Defense counsel argued the following: Your Honor, I believe that the prosecutor in this case has misstated the law.... [T]o be guilty of [assault in the first degree,] the actor must knowingly *631cause the serious physical injury. Obviously, it is hard to get into someone’s head as the prosecutor point out and know what they were thinking when they fired or when they hurt someone or when they acted. And we have to look at what happened before, during and after to try to piece together their mind set.
But it still says knowingly cause physical injury. Not knowingly acted to do something that ended up causing serous physical injury. He had to know. And we can infer from what happened, and the Court is free to do so, but he had to-this Court would have to find that he knowingly caused[ ] that kind of serious physical injury to her.
In rebuttal closing argument, the prosecutor further stated:
Your Honor, obviously, the defendant and I disagree about what the law is. Assault First is not the same as murder and the elements are not the same and the mens rea that’s required is not the same. And the definition of knowingly, as I understand the law[,] is that a person acts knowingly when he’s aware of his conduct. He’s practically certain to cause the result. And when you take a loaded gun and by his own testimony when he arrived at home that night there were six bullets in the gun, and he says he dropped it and three fell out, that means that there were three more in the gun.
And he cannot use his voluntary intoxication to say I didn’t know it was loaded. I thought all the bullets were out. Three in the back seat. Three are still in the gun, and he knew that when he went inside. And when he said, “Let’s play Russian Roulette.” And he pointed at her and he pulled the trigger, pulled the hammer back and pulled the trigger[,] those are knowing actions.
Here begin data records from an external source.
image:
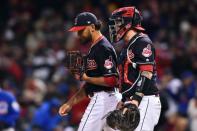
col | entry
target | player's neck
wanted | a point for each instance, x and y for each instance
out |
(129, 35)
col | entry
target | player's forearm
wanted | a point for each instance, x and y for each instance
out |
(80, 95)
(102, 81)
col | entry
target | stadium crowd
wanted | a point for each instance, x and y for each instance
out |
(34, 40)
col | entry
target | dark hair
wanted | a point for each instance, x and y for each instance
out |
(98, 25)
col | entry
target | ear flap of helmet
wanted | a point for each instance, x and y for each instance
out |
(137, 18)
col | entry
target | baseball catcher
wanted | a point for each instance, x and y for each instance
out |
(75, 62)
(124, 119)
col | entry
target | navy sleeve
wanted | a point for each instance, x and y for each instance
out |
(106, 60)
(144, 52)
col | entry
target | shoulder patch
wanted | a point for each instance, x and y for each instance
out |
(147, 51)
(108, 63)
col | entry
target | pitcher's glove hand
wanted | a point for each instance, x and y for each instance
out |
(75, 62)
(124, 119)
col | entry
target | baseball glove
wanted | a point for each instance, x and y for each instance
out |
(75, 62)
(124, 120)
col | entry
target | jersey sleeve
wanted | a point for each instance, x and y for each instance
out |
(144, 53)
(106, 60)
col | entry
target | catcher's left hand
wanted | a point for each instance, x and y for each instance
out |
(124, 119)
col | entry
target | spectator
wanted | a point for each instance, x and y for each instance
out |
(9, 111)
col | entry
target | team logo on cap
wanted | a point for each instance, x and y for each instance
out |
(147, 51)
(108, 63)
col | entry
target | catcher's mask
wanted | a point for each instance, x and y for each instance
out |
(122, 20)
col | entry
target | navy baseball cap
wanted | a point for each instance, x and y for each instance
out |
(82, 20)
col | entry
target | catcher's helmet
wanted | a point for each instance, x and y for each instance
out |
(122, 20)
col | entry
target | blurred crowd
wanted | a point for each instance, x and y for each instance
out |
(34, 40)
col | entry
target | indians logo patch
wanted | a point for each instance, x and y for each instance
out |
(108, 63)
(147, 51)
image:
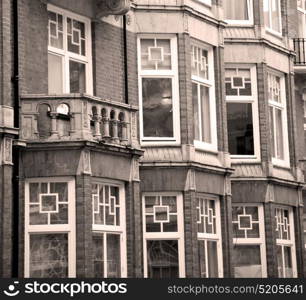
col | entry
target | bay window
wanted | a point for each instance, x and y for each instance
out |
(163, 240)
(238, 11)
(203, 97)
(109, 235)
(242, 113)
(285, 243)
(158, 89)
(278, 119)
(50, 228)
(209, 236)
(69, 52)
(272, 15)
(249, 256)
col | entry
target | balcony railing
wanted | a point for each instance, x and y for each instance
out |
(300, 50)
(78, 117)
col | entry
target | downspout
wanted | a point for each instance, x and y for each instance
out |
(126, 83)
(16, 151)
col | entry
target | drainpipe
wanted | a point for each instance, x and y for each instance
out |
(125, 61)
(16, 151)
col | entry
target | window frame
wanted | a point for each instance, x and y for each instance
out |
(67, 55)
(178, 235)
(110, 229)
(253, 99)
(217, 237)
(69, 229)
(173, 75)
(250, 21)
(268, 27)
(210, 84)
(283, 107)
(260, 241)
(288, 243)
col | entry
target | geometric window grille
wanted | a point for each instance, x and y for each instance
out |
(245, 221)
(106, 205)
(282, 224)
(48, 203)
(238, 82)
(206, 216)
(161, 213)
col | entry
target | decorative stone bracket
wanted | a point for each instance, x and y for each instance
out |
(112, 7)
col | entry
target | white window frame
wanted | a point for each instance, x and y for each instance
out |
(216, 237)
(268, 27)
(250, 21)
(109, 229)
(255, 115)
(173, 75)
(179, 235)
(209, 83)
(281, 106)
(68, 229)
(260, 241)
(289, 243)
(67, 55)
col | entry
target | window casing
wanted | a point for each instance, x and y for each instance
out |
(238, 12)
(242, 113)
(203, 95)
(249, 254)
(163, 235)
(278, 119)
(272, 16)
(50, 228)
(69, 52)
(285, 243)
(158, 89)
(209, 236)
(109, 232)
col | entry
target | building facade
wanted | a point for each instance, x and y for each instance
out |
(158, 139)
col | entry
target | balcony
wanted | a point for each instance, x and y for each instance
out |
(78, 117)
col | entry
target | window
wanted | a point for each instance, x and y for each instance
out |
(203, 97)
(49, 228)
(158, 89)
(163, 236)
(272, 14)
(69, 52)
(109, 235)
(286, 260)
(249, 255)
(278, 119)
(209, 237)
(238, 11)
(242, 113)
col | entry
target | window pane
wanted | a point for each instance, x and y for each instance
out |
(157, 107)
(247, 261)
(55, 74)
(77, 77)
(236, 9)
(162, 256)
(240, 128)
(49, 255)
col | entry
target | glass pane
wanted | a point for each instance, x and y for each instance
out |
(240, 128)
(113, 256)
(162, 258)
(236, 9)
(49, 255)
(98, 255)
(77, 77)
(157, 107)
(247, 261)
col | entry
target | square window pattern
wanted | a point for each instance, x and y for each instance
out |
(48, 203)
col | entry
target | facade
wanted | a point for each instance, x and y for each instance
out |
(152, 138)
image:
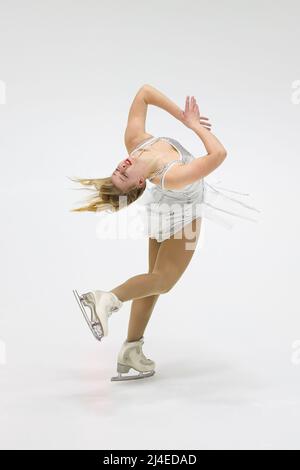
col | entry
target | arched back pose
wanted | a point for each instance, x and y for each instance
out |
(175, 209)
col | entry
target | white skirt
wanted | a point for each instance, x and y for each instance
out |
(164, 215)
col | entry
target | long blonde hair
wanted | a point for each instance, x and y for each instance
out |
(106, 196)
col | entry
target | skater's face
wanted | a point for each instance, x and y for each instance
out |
(127, 175)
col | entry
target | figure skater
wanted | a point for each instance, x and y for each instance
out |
(174, 208)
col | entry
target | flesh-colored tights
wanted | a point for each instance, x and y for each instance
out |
(167, 262)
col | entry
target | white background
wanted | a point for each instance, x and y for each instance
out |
(228, 375)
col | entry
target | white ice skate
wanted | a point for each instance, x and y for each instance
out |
(131, 357)
(101, 305)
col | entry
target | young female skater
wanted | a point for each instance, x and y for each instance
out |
(174, 208)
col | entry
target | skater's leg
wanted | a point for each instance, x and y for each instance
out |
(172, 259)
(141, 309)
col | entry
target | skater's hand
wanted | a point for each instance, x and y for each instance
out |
(191, 115)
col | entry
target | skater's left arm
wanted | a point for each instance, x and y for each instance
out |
(157, 98)
(136, 123)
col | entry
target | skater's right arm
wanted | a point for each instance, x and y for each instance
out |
(182, 175)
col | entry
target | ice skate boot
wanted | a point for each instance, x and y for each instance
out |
(131, 356)
(101, 305)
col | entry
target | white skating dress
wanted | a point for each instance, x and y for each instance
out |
(166, 211)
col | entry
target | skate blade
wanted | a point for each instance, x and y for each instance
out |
(94, 326)
(142, 375)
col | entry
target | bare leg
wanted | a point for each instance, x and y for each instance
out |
(171, 261)
(141, 309)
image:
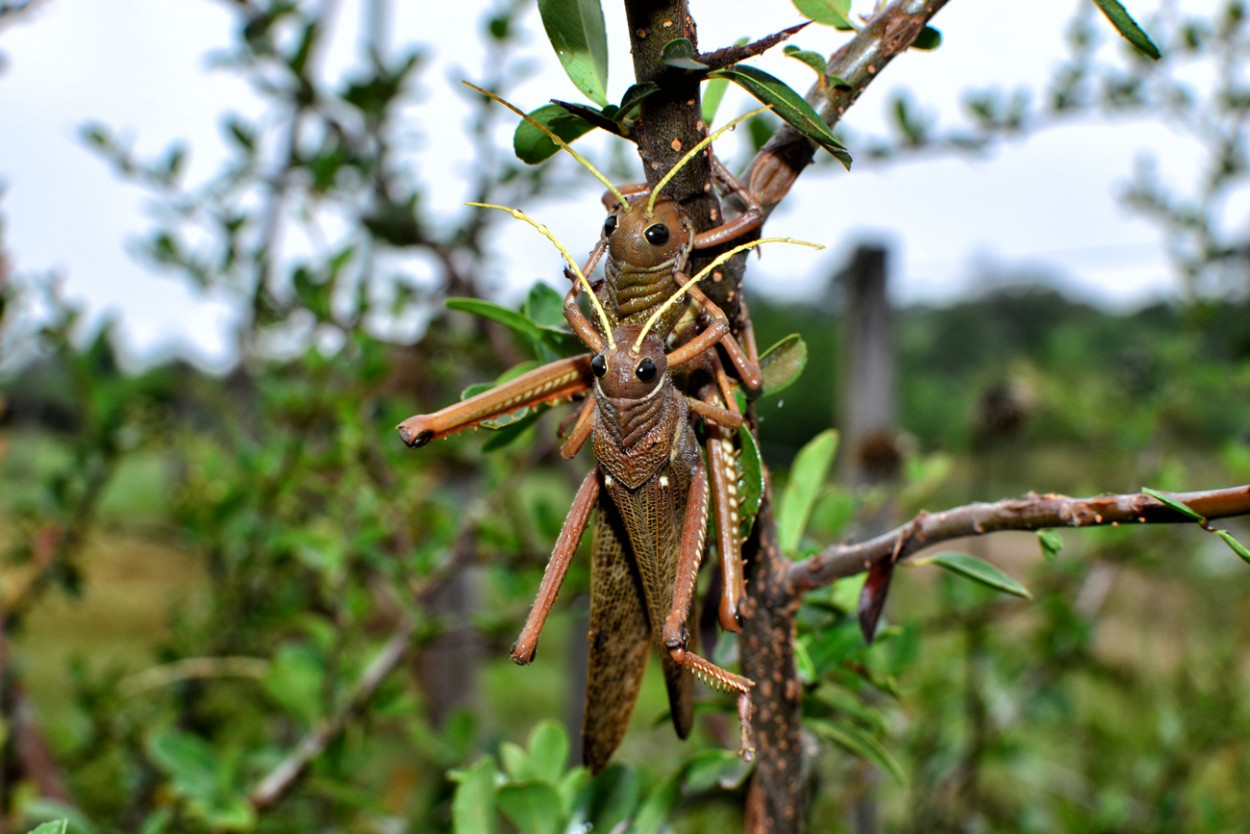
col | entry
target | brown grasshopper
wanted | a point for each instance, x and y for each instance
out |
(648, 240)
(650, 494)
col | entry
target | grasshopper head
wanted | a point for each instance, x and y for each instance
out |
(643, 240)
(625, 374)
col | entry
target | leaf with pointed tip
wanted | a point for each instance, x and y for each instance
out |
(815, 60)
(680, 54)
(873, 597)
(634, 98)
(1051, 543)
(863, 745)
(533, 807)
(533, 146)
(783, 364)
(806, 478)
(1174, 504)
(978, 570)
(576, 31)
(1129, 28)
(831, 13)
(928, 39)
(786, 104)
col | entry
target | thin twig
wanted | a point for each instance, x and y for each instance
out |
(1029, 513)
(283, 778)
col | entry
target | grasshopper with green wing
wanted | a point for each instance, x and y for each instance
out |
(648, 240)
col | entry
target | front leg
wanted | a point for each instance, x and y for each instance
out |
(561, 555)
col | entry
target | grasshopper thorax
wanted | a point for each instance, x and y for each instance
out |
(648, 240)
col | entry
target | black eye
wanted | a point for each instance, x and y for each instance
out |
(656, 235)
(645, 370)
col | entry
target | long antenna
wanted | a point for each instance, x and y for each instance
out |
(706, 270)
(550, 134)
(576, 270)
(690, 154)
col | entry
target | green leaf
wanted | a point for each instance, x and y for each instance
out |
(680, 53)
(1129, 28)
(55, 827)
(634, 98)
(510, 319)
(576, 31)
(533, 146)
(978, 570)
(1238, 548)
(1051, 543)
(928, 39)
(750, 484)
(1173, 503)
(831, 13)
(815, 60)
(533, 808)
(714, 93)
(806, 478)
(783, 364)
(656, 807)
(786, 104)
(473, 807)
(549, 752)
(863, 745)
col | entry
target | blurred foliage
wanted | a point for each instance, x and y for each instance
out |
(336, 657)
And he is aware that that conduct that he is pulling the trigger with three bullets in the gun is practically certain that the gun is going to fire. And the only reason it doesn’t fire the first time, is because he had one of the empty cylinders. And the only reason it doesn’t fire the second time is because he has another empty cylinder. And he fires a third time, and he finally hits a bullet. And if it had been empty a third time, he would have cocked it and fired it a fourth time. He was going to fire the gun until it shot.
And those, Your Honor, are knowing actions. That’s what the defendant did. The fact that he was shocked when he saw how bad it was does not negate the knowing act of pointing the gun, pulling that hammer back and pulling that trigger.
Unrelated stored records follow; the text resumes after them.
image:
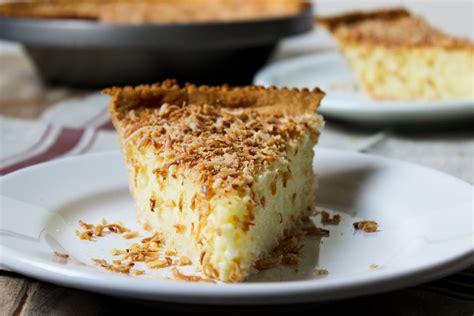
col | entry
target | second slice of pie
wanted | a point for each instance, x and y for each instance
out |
(223, 173)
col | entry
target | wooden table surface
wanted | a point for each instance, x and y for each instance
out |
(448, 148)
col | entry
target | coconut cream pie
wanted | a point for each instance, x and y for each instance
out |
(223, 173)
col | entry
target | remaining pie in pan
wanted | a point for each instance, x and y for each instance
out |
(396, 55)
(154, 11)
(223, 173)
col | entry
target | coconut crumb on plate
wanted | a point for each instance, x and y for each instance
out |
(366, 226)
(326, 218)
(321, 272)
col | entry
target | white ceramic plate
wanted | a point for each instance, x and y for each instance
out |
(425, 218)
(347, 102)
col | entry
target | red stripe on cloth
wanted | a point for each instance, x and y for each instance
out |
(68, 138)
(107, 126)
(32, 148)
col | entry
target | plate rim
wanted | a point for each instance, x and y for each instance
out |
(245, 294)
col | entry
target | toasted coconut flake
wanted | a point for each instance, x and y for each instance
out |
(320, 272)
(366, 226)
(131, 235)
(180, 228)
(178, 275)
(116, 252)
(183, 261)
(268, 263)
(170, 253)
(117, 228)
(290, 259)
(87, 235)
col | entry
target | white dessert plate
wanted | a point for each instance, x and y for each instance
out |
(345, 101)
(425, 232)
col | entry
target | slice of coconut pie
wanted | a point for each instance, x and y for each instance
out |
(223, 173)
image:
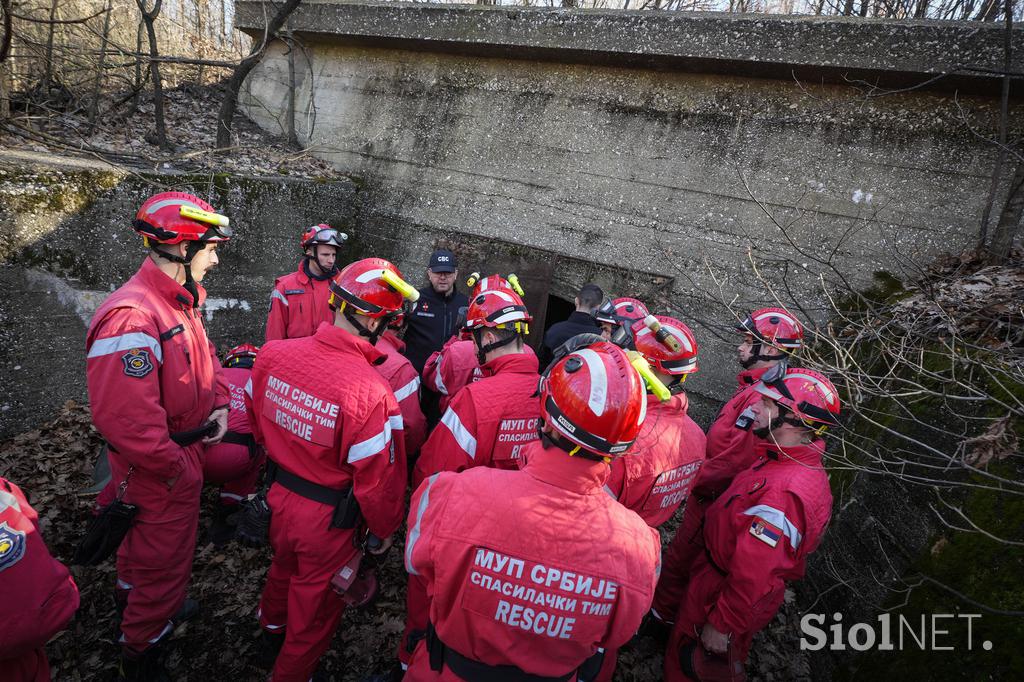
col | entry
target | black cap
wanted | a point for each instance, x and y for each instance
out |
(442, 260)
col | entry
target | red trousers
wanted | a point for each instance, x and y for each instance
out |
(155, 559)
(31, 667)
(297, 597)
(700, 595)
(678, 559)
(417, 615)
(229, 466)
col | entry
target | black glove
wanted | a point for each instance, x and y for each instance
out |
(254, 522)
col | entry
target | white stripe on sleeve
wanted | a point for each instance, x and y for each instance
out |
(414, 535)
(116, 344)
(462, 435)
(778, 519)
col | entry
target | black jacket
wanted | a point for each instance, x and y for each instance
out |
(432, 324)
(559, 333)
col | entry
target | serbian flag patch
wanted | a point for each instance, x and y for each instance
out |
(765, 531)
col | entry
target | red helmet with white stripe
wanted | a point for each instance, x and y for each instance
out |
(807, 394)
(772, 327)
(501, 308)
(493, 282)
(620, 309)
(594, 398)
(172, 217)
(667, 344)
(241, 355)
(323, 235)
(374, 288)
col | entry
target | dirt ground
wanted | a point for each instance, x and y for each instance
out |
(53, 462)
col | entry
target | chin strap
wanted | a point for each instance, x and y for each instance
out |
(318, 278)
(482, 350)
(360, 328)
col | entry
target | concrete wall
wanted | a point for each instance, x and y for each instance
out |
(66, 242)
(639, 148)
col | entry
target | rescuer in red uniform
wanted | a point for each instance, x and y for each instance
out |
(298, 302)
(328, 421)
(487, 422)
(404, 381)
(760, 531)
(38, 593)
(654, 478)
(535, 571)
(235, 462)
(770, 336)
(456, 366)
(155, 384)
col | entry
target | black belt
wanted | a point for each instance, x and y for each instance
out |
(183, 438)
(237, 438)
(721, 571)
(471, 670)
(309, 489)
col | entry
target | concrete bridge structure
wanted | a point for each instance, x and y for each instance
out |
(697, 160)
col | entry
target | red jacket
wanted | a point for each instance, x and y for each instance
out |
(323, 413)
(448, 370)
(298, 304)
(238, 418)
(152, 371)
(401, 376)
(39, 595)
(535, 568)
(454, 367)
(653, 478)
(488, 422)
(730, 450)
(761, 530)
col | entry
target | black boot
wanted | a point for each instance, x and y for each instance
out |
(142, 666)
(268, 647)
(223, 525)
(188, 610)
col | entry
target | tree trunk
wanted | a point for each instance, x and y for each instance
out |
(150, 17)
(238, 77)
(993, 184)
(48, 62)
(97, 86)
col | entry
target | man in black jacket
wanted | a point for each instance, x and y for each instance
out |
(437, 310)
(581, 322)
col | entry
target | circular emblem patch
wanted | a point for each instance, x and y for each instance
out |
(137, 363)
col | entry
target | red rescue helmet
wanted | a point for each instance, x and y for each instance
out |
(667, 344)
(323, 235)
(807, 394)
(774, 327)
(616, 310)
(594, 398)
(478, 285)
(498, 308)
(372, 287)
(172, 217)
(243, 354)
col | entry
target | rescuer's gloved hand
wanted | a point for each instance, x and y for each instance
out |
(254, 521)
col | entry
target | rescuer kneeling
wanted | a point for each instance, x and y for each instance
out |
(759, 533)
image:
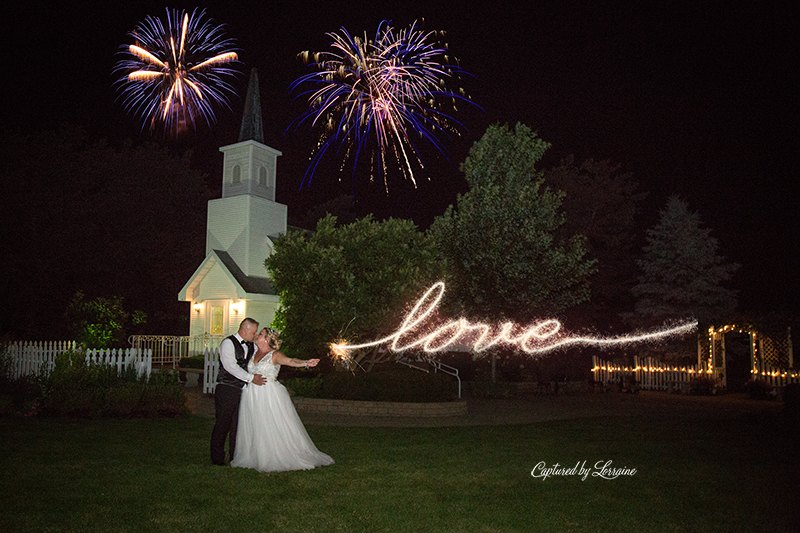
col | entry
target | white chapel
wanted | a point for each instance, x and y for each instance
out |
(231, 283)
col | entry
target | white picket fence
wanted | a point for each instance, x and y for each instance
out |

That’s what he did. And that’s what he’s guilty of, and that’s why he’s guilty of Assault in the First Degree not reckless. This was not reckless. He wasn’t playing with a gun and it accidentally went off. He deliberately pointed at her. He deliberately cocked it and he deliberately fired it three times.
. The trial court was not required to believe any part of Defendant’s testimony. State v. Chavez, 165 S.W.3d 545, 549 (Mo.App.2005). That part of Defendant’s testimony that is not favorable to the trial court’s judgment is provided to give context to Defendant’s claim on appeal.
. "Multiple claims of error in one point relied on render[] the point multifarious and as such is a violation of Rule 84.04, made applicable to briefs in criminal appeals by Rule 30.06(c).” State v. Agee, 350 S.W.3d 83, 96-97 (Mo.App.2011) (quoting State v. Garrison, 276 S.W.3d 372, 379 n. 4 (Mo.App.2009)). "Generally, multifarious points preserve nothing for appellate review and are ordinarily subject to dismissal.” Id. Where, however, non-compliance with briefing requirements does not impede appellate review, as here, we may exercise our discretion to proceed in addressing the point on it merits. State v. Yarbrough, 332 S.W.3d 882, 886 (Mo.App. 2011).
. All rule references are to Missouri Court Rules (2012).